BVC Eats: Comfort Food

 

Cat Kimbriel posted a recipe with Cream of Celery soup-which she can’t eat anymore. So she asks for a substitute for Cream of Anything Soup. Um…. I do this for myself because of dairy sensitivity and wishing for reduced sodium. It’s not as convenient as opening a can, but so much better. So…

What are cream soups? They are a sauce when used in cooking. Back to a basic cream sauce. Remember I don’t measure much so I’m dealing with rough handfuls of the veggies.

Saute onions, diced small, celery, diced small, and mushrooms, diced small. I use a canola oil margarine, but any other vegetable oil will do to suit your taste. Probably not olive oil as it has a strong taste.

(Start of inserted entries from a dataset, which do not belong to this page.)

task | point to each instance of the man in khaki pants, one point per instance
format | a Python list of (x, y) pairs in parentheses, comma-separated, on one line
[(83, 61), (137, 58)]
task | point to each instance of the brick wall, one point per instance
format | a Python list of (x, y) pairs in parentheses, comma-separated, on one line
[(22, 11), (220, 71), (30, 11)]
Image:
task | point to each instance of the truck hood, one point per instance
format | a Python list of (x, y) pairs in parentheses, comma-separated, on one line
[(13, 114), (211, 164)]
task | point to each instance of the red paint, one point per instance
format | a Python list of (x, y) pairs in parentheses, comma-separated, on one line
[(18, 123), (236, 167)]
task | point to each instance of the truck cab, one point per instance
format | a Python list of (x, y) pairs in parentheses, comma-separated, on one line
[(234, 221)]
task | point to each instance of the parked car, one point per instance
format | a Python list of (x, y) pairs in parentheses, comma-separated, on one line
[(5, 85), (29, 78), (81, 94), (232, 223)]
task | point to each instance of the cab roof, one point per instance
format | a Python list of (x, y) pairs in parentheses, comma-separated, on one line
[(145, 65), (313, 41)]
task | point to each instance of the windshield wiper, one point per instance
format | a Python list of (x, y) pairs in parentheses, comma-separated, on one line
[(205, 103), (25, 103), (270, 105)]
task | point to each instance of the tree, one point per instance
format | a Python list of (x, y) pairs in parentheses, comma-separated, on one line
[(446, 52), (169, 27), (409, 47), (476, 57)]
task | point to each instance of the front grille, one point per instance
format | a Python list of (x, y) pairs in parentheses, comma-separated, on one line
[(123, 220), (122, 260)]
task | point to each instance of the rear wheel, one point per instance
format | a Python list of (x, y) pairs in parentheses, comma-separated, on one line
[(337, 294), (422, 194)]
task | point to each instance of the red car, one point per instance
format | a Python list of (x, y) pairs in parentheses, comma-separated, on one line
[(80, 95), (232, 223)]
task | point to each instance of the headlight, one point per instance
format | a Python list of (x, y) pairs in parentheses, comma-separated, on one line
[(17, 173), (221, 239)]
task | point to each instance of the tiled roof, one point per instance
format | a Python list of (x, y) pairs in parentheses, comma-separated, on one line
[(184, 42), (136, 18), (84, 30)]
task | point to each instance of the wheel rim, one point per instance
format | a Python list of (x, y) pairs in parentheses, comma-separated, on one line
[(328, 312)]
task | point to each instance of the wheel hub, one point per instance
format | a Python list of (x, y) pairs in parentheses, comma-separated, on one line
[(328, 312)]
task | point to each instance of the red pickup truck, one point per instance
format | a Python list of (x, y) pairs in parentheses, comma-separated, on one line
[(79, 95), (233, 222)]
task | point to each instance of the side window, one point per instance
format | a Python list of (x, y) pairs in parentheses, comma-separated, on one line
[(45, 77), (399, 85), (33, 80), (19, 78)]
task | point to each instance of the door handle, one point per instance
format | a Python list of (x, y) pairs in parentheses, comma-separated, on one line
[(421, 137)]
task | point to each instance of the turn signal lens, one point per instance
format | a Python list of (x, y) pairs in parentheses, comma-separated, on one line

Dissolve 1 tbls cornstarch in a little bit of the plant based milk of your choice and whisk into the veggies. Then add 1 cup of your milk. I like soy because it has more protein that others, but unflavored almond or other nut milk will work. This amount = roughly 1 can of condensed soup. Easily doubled. Continue simmering until THICK.

Now you can get creative. For cream of mushroom I add more mushrooms cut into bigger chunks, a whisper of nutmeg, and whatever else looks interesting that’s in the cupboard. Read the ingredients on the cans in the store and spread out from there after you gag at the stuff you don’t want.

For cream of celery add more celery, maybe a bit of chopped green pepper and ground celery seed to bump up the flavor.

If you have issues with cornstarch I’ve heard that guargum is available in the healthfood stores, but I’ve never used it.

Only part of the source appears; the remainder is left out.